I woke up a bit early this morning wondering how to describe a petabyte. I can easily count to a hundred and do math in that range. In the thousands and above, I resort to scientific notation. A petabyte is 1,000,000,000,000,000 bytes, or 10^15 bytes. How do I convey that incredible size in a comprehensible way?
Well, most of us nowdays have a gigabyte of memory in our laptops. A thousand laptops is a terabyte and a million laptops is a petabyte. What if you could make a million laptops all work together on the same problem? What could they do? What would you want them to do?
There are about two hundred billion stars in our Milky Way Galaxy, or 2x10^11 stars. Five thousand Milky Way galaxies would contain 10^15 stars, a petastar.
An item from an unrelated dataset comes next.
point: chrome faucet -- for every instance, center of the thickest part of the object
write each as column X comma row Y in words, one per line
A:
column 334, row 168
If you started typing and typed a petabyte of data it would show on the screen as a very long string. On the screen, how long would it be? Well, if you typed 5 characters per centimeter, then 10^15 characters would be 2x10^14 centimeters long, two billion kilometers.
Ok, thats still pretty incomprehensible. Let's see how long the beam of a flashlight takes to go from one end to the other. Light travels at 3x10^10 cm/sec or 6,666 seconds to traverse the petabyte string, almost two hours.
This is still hard to grasp. Consider instead getting on a jet and flying at 1000 km/hr over the string. The trip would take 2x10^6 hours, about 220 years. Better fly first class.
Of course, you could not type a petabyte yourself in your lifetime, nor could you and all of your friends. But the Web is perhaps a tenth of a petabyte or so right now and is still growing really fast. Lots of people are typing at the same time and computers are helping them. With Hadoop on a good sized cloud, you can run analytics over that dataset in reasonable time. What kind of questions do you want to ask?